Rinaldo (contralto Sonia Prina) is a favored knight of Goffredo (mezzosoprano Varduhi Abrahamyan), leader of the Crusader army that is laying siege to Jerusalem, held by the Saracen king, Argante (bass Luca Pisaroni). Rinaldo is betrothed to Almirena (soprano Anett Fritsch), Goffredo’s niece. However, Argante plots with his lover, the sorceress Armida (soprano Brenda Rae), to defeat the Crusaders by rendering Rinaldo helpless. To this end, Armida has Almirena abducted. Rinaldo, in search of his beloved, is captured as well. Armida begins to fall in love with Rinaldo. Goffredo and his brother Eustazio (Almirena’s father played by countertenor Tim Mead), find a Christian magician (tenor William Towers) who gives them the power to defeat Armida. The group arrives in time to prevent Almirena’s excecution and reunites her with Rinaldo. Eventually the Crusaders battle against the Saracens, defeating Argante and Armida who are pardoned in a show of reconciliation,.
This production comes from 2011 Glyndebourne performances directed by Robert Carsen who delivers an idiosyncratic staging, to say the least. Baroque specialist Ottavio Dantone leadsThe Orchestra of the Age of Enlightenment. The video and audio properties of Rinaldo are absolutely superb.
Carsen’s concept of Rinaldo is that of a schoolboy’s fantasy, complete with boarding school uniforms in a classroom with an ever-changing blackboard. Odd as this may seem, it actually works, aided by some very special stage effects such as knights on bicycles (!), a soccer game and many clever costume changes. Do not miss Armida in a sexy rubber body suit, surrounded by naughty schoolgirls. Videography is splendid and there are many gorgeous closeups.
The Glyndebourne Festival opera house has a fabulous acoustic and you get to hear many details in the pit that would be glossed over elsewhere. The voices are well balanced and the singers take every advantage of the sympathetic hand of maestro Dantone.

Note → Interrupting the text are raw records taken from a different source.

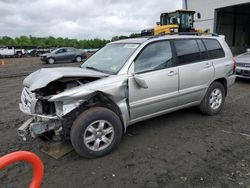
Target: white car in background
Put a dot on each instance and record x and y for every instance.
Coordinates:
(9, 51)
(243, 65)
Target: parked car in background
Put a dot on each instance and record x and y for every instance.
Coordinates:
(126, 82)
(10, 51)
(243, 65)
(64, 55)
(38, 51)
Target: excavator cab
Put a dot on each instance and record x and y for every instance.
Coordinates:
(178, 21)
(172, 22)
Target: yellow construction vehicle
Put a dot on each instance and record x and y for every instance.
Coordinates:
(173, 22)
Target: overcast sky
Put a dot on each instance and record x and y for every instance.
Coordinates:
(80, 19)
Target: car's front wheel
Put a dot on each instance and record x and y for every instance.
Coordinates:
(96, 132)
(214, 99)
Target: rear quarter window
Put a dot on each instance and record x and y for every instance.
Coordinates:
(214, 48)
(187, 51)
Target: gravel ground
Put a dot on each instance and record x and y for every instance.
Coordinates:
(181, 149)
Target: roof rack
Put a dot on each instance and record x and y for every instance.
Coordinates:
(185, 33)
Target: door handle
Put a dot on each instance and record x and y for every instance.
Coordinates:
(172, 73)
(208, 65)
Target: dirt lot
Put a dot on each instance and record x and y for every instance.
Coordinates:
(181, 149)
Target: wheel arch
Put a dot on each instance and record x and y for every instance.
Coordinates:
(223, 81)
(102, 100)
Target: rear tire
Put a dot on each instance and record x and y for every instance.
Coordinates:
(51, 60)
(214, 99)
(19, 54)
(96, 132)
(78, 59)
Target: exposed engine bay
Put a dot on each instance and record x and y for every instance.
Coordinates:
(55, 97)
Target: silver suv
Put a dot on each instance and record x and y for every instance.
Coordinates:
(125, 82)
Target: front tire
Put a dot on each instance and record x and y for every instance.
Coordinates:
(96, 132)
(214, 99)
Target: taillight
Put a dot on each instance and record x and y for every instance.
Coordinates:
(234, 67)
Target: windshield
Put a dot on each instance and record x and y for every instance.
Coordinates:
(111, 58)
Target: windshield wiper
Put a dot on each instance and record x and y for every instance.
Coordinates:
(95, 69)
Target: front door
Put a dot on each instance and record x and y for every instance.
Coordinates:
(155, 66)
(196, 71)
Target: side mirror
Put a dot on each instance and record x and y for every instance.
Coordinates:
(198, 15)
(140, 81)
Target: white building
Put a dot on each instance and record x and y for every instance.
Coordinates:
(226, 17)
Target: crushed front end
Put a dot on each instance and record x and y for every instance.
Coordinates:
(44, 118)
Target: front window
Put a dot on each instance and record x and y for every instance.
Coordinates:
(111, 58)
(155, 56)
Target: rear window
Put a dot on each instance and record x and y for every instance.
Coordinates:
(187, 51)
(214, 48)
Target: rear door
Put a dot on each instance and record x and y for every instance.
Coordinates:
(196, 71)
(71, 53)
(61, 55)
(156, 67)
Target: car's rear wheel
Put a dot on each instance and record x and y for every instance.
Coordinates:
(19, 54)
(96, 132)
(78, 59)
(51, 60)
(214, 99)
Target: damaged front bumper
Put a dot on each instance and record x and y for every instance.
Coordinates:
(38, 124)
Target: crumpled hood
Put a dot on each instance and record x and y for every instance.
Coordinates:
(44, 76)
(244, 58)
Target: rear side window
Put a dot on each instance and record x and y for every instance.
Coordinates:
(214, 48)
(203, 51)
(187, 51)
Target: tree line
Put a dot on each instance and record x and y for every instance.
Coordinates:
(48, 42)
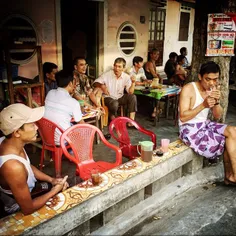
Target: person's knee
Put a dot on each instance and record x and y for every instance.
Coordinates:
(114, 106)
(132, 98)
(231, 132)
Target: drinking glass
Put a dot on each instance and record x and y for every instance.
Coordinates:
(95, 176)
(165, 144)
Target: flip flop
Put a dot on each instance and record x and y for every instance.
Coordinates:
(229, 183)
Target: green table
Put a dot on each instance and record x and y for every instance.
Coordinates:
(159, 94)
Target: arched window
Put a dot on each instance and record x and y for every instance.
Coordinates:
(20, 30)
(127, 39)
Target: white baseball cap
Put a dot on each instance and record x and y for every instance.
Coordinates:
(18, 114)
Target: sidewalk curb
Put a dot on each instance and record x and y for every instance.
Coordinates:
(135, 215)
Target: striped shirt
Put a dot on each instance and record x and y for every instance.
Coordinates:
(60, 108)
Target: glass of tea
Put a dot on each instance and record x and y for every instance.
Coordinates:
(95, 176)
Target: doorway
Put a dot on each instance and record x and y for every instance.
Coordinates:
(79, 29)
(157, 31)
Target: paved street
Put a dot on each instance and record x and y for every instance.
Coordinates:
(205, 210)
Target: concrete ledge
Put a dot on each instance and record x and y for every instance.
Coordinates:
(75, 216)
(159, 200)
(85, 208)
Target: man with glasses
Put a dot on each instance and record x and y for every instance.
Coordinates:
(83, 89)
(113, 83)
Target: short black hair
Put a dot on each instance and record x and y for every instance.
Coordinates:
(63, 78)
(209, 67)
(173, 55)
(120, 60)
(180, 58)
(76, 59)
(10, 135)
(137, 59)
(182, 50)
(48, 67)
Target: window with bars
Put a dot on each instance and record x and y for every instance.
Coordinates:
(184, 26)
(127, 39)
(157, 31)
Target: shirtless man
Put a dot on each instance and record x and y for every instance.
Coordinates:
(17, 176)
(205, 137)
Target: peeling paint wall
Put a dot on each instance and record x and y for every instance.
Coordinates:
(37, 11)
(171, 43)
(119, 12)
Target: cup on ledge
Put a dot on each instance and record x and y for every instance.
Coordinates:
(95, 176)
(165, 144)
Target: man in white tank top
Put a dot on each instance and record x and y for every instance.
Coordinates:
(17, 175)
(207, 138)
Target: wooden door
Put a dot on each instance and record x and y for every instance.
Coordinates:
(157, 31)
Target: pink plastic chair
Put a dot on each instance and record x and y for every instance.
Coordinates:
(119, 124)
(80, 138)
(47, 129)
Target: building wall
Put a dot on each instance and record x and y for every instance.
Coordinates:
(118, 12)
(37, 11)
(171, 43)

Besides the usual trailers, there are two featurettes: director Carsen’s concept of the staging and maestro Dantone’s grasp of the score. I would recommend that prospective viewers see these first as they will be very useful for understanding the revisionist concept of this opera.
The Definitive Word
While Rinaldo came early in Handel’s operatic career, it is a mature work in all regards. If you ask singers to select their favorite composers for the voice, Handel’s name invariably comes up, and, after hearing Rinaldo, you can understand why. There are so many opportunities for virtuosic performance that it is almost an embarrassment of riches. Fortunately, Glyndebourne has assembled a superb cast of Baroque specialists in the principal roles with special kudos to the female leads and bass Pisaroni. Director Carsen’s conceptualization of this classic legend as a schoolboy’s dream was a bold move, and one that I was dreading, but by opera’s conclusion, I felt that it really works. The numerous lighthearted moments in this opera might not have been Handel’s intent, but they do enhance the proceedings. Coupled with outstanding work in the pit and a recording team par excellence, I share the hearty reception given by the lucky Glyndebourne audience in attendance. Highly recommended.